Strengths of this study include the large number of patients and extensive central evaluation of immune cells, together with the availability of transcriptomic and methylomic data. A limitation of our study is that tissue analysis (FFPE) and DNA/RNA isolation (FF) were not performed on the exact same area from the tumor. Infiltration may be affected by heterogeneity and partially explain the correlations not exceeding 0.6. We minimized this effect by studying multiple cores spread throughout the tumor in the TMA and large sections of the tumors in WS, far exceeding the area usually evaluated with biopsies. Nevertheless, correlation with various omics-based methods did not systematically increase when considering WS versus TMA. In addition, the digital analyses of the immune cells were calculated as an area, while pathologists report a cellular percentage, leading to pre-analytical factors that affect the results. We were however not able to calculate the cellular percentage due to visual cell segmentation problems. Another limitation is that the omics-based methods considered in this manuscript do not consider the localization of the cells in the tumors. In this context, a recent study conducted in TNBC suggested that transcriptomics might have the potential to derive this spatial information [54]. Finally, this cohort does not provide follow-up or therapy response data. Future studies may test superiority of specific measures with the ultimate goal to better guide precision medicine.
Conclusion
This study highlights an important heterogeneity in the various estimates of immune infiltrates in BC and calls for caution when used in the clinical context. This study further provides an important resource of multi-level data of the tumor immune microenvironment to researchers for future investigations.
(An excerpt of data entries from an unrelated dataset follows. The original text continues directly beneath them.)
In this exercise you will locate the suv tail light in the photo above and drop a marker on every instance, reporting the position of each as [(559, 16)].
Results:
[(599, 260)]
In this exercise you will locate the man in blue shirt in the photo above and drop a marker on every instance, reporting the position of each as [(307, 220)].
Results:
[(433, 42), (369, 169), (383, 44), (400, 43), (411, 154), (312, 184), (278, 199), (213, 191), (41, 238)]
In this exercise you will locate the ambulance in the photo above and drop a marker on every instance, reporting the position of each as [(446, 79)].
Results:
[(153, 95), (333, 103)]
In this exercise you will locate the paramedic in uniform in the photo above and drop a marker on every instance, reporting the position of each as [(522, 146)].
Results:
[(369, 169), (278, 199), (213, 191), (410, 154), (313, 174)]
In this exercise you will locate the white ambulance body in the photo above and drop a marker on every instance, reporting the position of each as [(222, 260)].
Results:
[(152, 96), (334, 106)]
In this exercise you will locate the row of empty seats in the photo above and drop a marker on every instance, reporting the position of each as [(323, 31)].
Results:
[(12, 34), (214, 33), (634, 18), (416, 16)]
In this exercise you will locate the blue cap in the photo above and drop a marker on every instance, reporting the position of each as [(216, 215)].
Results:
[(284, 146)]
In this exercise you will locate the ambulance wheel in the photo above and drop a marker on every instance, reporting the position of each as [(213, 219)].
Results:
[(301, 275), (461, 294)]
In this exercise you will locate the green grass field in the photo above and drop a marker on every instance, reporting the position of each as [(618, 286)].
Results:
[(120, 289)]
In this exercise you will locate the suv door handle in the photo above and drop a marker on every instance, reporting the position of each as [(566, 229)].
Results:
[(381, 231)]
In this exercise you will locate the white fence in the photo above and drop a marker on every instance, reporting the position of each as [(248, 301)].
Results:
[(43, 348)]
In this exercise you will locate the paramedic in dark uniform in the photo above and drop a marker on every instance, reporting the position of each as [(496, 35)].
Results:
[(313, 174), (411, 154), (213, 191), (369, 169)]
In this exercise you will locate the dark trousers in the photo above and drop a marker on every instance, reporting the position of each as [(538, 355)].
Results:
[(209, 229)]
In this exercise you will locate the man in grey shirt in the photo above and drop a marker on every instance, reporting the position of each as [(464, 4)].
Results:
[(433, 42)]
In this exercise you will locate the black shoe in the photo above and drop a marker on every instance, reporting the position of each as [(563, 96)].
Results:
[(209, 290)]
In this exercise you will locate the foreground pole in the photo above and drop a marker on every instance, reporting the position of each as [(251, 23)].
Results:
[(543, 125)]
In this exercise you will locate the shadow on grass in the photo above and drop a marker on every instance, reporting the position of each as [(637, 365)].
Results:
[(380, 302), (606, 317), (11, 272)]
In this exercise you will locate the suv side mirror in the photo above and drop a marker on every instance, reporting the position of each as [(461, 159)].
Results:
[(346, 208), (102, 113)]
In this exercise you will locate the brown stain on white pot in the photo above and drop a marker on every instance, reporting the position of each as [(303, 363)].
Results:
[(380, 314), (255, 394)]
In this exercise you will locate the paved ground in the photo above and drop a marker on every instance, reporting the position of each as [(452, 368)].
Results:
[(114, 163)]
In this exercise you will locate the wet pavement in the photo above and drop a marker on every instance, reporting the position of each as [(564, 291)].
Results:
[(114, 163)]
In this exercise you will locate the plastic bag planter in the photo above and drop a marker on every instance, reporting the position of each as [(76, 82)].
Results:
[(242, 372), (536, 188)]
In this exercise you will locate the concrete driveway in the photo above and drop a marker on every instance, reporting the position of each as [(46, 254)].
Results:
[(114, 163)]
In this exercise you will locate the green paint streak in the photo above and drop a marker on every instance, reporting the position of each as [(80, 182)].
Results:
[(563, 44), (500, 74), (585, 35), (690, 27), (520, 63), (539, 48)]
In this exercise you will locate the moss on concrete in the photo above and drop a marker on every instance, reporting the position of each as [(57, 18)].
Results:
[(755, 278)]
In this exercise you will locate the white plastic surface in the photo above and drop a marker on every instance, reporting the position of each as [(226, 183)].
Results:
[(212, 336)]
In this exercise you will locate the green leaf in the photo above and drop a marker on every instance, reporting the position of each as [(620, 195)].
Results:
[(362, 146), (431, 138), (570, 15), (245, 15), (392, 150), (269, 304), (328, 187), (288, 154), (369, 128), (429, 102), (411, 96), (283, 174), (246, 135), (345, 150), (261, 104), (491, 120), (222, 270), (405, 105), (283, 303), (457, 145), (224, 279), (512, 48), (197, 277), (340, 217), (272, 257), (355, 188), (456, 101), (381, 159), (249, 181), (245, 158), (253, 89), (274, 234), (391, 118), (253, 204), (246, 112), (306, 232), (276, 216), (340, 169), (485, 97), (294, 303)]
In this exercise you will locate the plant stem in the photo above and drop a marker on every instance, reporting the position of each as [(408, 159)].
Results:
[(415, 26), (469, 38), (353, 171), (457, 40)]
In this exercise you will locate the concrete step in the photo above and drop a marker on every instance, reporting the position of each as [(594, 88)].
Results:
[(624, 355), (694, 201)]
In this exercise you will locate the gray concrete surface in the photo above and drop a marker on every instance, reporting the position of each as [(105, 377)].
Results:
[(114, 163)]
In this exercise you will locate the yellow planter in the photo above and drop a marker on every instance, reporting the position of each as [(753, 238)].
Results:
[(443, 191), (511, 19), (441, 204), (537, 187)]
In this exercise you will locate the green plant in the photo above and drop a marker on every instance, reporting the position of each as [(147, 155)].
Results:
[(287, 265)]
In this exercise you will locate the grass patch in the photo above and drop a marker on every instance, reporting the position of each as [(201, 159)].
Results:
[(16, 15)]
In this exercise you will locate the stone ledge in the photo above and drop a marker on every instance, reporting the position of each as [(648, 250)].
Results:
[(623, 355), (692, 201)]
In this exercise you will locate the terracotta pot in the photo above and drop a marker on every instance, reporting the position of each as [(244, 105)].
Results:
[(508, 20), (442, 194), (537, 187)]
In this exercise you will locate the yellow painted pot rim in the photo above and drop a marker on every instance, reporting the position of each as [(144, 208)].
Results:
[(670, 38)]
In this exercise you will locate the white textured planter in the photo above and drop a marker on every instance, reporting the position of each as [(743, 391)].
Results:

Ultimately, there is an urgent need for the development of international guidelines to categorize breast tumors according to their immune infiltrate in both a quantitative and a qualitative manner. Combining the valuable information from multiple methods, e.g., the spatial information from pathology and transcriptomic information on cellular activity, may elucidate the role of immune infiltration in disease progression in a more accurate manner.
Supplementary information
Acknowledgements
The authors thank all the many patients and families who contributed to this study, and all researchers, clinician, technicians, and administrative staff who have enabled this work to be carried out. Special thanks goes to the ICGC Breast Cancer Consortium for allowing us to access this dataset and use the valuable abundance of data. Of the ICGC Breast Cancer Consortium, we want to specially acknowledge the core group composed by Michael R. Stratton (Wellcome Trust Sanger Institute, UK), Ewan Birney (Wellcome Trust Genome Campus, UK), Ake Borg (Lund University, Sweden), Anne-Lise Borresen-Dale (Oslo University Hospital, Norway), Hendrik G. Stunnenberg (Radboud University, The Netherlands), Andrea L. Richardson (Johns Hopkins Hospital, USA), Alastair M. Thompson (University of Texas MD Anderson Cancer Center, USA), Jorunn E. Eyfjord (University of Iceland, Iceland), Andrew P. Futreal (University of Texas MD Anderson Cancer Center, USA), Sancha Martin (University of Glasgow, UK), Serena Nik-Zainal (University of Cambridge, UK.), Andrew Tutt (King’s College London, UK), Sunil R. Lakhani (The University of Queensland, Australia), Steven Van Laere (University of Antwerp, Belgium), Paul N. Span (Radboud University Medical Center, The Netherlands), Laura van ’t Veer (University of California San Francisco, USA), Alain Viari (Fondation Synergie Lyon Cancer, France), and Gu Kong (Hanyang University, South Korea), as well as all the investigators who contributed patients and samples, and all the pathologists who participated to the central pathology revision. The authors would also like to acknowledge the Core Facility Molecular Pathology and Biobanking (CFMPB) from the Netherlands Cancer Institute.
Abbreviations
- AUC
Area under the curve
- BC
Breast cancer
- CCC
Concordance correlation coefficient
- ER
Estrogen receptor
- FF
Fresh frozen
- FFPE
Formalin-fixed paraffin-embedded
- H&E
Hematoxylin and eosin
- HER2
Human epidermal growth factor receptor 2
- ICGC
International Cancer Genomics Consortium
- IHC
Immunohistochemistry
- itTIL
Intra-tumoral tumor infiltrating lymphocyte
- sTIL
Stromal tumor infiltrating lymphocyte
- TIL
Tumor infiltrating lymphocyte
- TMA
Tissue microarray
- TNBC
Triple negative breast cancer
- Tregs
Regulatory T cells
- WS
Whole slide
Authors’ contributions
CD, EB, RS, HH, and IN conceived the study. GKJH and MM selected the tumor blocks, and constructed and stained the TMAs. RS and HH did all the anatomic pathological scoring on the slides. JH provided an online platform to enable pathology scoring. LB and IN generated, interpreted, and supervised the digital analysis of the tissue slides. YB, BN, JK, and DB processed the transcriptomic and methylomic data for the various methods. DB performed the statistical analysis under the supervision of EB and CD. DB, EB, CD, and IN interpreted the data. IN drafted the manuscript under the supervision of EB and CD. All other authors contributed data and/or materials; all authors critically commented and approved the final version.
Funding
This work was supported by the Dutch Cancer Society (grant 10510, received by M.J.vdV), Les Amis de Bordet (C.S. and C.D.), Fondation Cancer Luxemburg (C.D.), and Associazione Italiana per la Ricerca sul Cancro AIRC (E.B.). Y.B. reports funding from the Télévie and the Fonds National de la Recherche Scientifique (F.R.S.-FNRS). RS was supported by a grant from the Breast Cancer Research Foundation (BCRF no. 17-194). The funders had no role in the study design, data collection and analysis, decision to publish, or preparation of the manuscript.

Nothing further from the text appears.